Medical Imaging — The Jewish Connection
From Life to Lab: Medical Imaging: The Jewish Connection
It is hard to imagine modern medical science, without medical imaging: X-ray, CAT scans, MRI scans and Ultrasound.
Two of those key instruments, MRI (magnetic resonance imaging) and ultrasound, have a Jewish connection.
MRI: Our story begins with a Jewish couple emigrating to the United States from Rymanow, then in Austria-Hungary, today in Poland. Their son, Isador Rabi, whom they called Izzy, became a physicist. He won the Nobel Prize for Physics in 1944 for his discovery of nuclear magnetic resonance: the phenomenon in which atomic nuclei in a magnetic field absorb and re-emit electromagnetic radiation.
Rabi said he credits his mother with the prize. Why? When he came home from school, she didn’t ask what he learned that day; instead, she asked, what good questions did you ask today? Rabi asked what would happen when protons were placed in a strong electro-magnetic field – and reported that they resonated, emitting radiation as a result.

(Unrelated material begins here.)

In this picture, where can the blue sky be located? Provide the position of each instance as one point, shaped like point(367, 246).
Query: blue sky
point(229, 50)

So what? From lab to life. An American-Armenian doctor Dr. Raymond Damadian, realized that if people were placed in strong magnetic fields, all the atoms in their body would radiate and that radiation when captured could image the body’s soft tissues. He built the world’s first magnetic resonance scanner in 1977. MRI scans have saved millions of lives.
Ultrasound: I had the privilege of working with Diasonics, a US-Israeli startup founded in 1978, with R&D here in Israel. Ultrasound uses high frequency sound waves to image the body’s structure. Diasonics built early ultrasound devices used to study heart ailments. Its engineers saw they could cheapen and shrink huge machines by basing ultrasound on the PC, whose computing power was growing exponentially. Diasonics Vingmed was ultimately bought by GE and became GE Healthcare.
Recently, a loved one underwent mammography (X-ray) and then, just to be sure, ultrasound. The ultrasound (more sensitive than X-rays) found a tiny lump, half a centimeter, that was soon removed. Thanks to mammography and ultrasound, Israel’s five-year survival rate for women diagnosed with breast cancer is high, 85%, and is rising.
Former Israeli Prof. Yoel (Joel) Mokyr won this year’s Economics Nobel, for showing how culture is a key determinant of a nation’s economic growth and progress. Jewish culture is one of constant critical thinking, questioning and ‘what if’ explorations. It has made Israel wealthy – and helped heal many millions of people with the resulting innovations.